Opinion – Ok, so we adjusted our hopes that Windows 7 will not become that revolutionary operating system we hoped it would be. But the ongoing flow of news suggests that we should downgrade our expectations even further, as Microsoft’s recently updated server roadmap indicates that there will not be a Windows 7 server, suggesting that Windows 7 indeed will not be what Microsoft would call a major operating system release. Sounds to me like Windows 98 SE all over again.
Criticizing Windows Vista is not a particularly difficult task these days. The SP1 update extinguished dozens of burning fires, but did not change the fact Vista remains below the expectations of many users – low enough to convince a significant portion of new PC buyers to stay with Windows XP for now.

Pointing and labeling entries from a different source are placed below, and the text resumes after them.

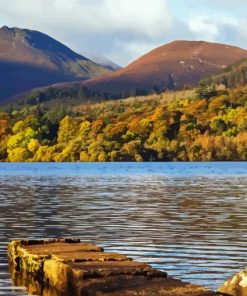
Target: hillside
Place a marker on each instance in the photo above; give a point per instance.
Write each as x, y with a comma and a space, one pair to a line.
30, 59
172, 66
167, 127
232, 76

There are signs that Microsoft isn’t happy with Vista either, despite the fact that the company has begun to fire back at Apple’s somewhat insulting commercials. So, what should Microsoft do? Scrap the whole thing and pour its money into building something new (which seems to be covered by the Midori project) or try to fix Vista with a thorough overhaul?
It seems that the development of a completely new OS may take some time and Microsoft in fact will try to bridge the gap with an enhanced version of Vista. Following notes of Microsoft executives that Windows 7 will bring just evolutionary changes at its core, Cnet just posted an article providing further proof that Windows 7 in fact may be a transitional operating system that may look much more like an update rather than what we would call a new operating system.
In fact, Microsoft’s server roadmap also shows evolutionary changes from today’s Windows Server 2008 to Windows Server 2008 R2 – the version that apparently will be aligned with the Windows 7 release. Calling the new software “R2” follows a tradition at Microsoft, indicating that the changes in this version do not justify a version with an entirely new name.
It is a very subjective impression at this time, but Windows 7 could very well turn into Windows Vista SE (“Second Edition”), a name that was used by Microsoft to update Windows 98. Of course we are speculating here, but Microsoft’s recent PR certainly provides food for thought and appears to caution anyone who might be expecting much more than multi-touch support from Windows 7. And given the problems the high expectations have caused for Vista that may not be a bad strategy.
However, Microsoft seems to be under more pressure than ever before in its history. There is virtually no room for mistakes with Windows 7 and we are wondering whether a second Vista is really enough to stack up against Apple’s Snow Leopard and bring the necessary enhancements to defend Windows applications against Google’s online services.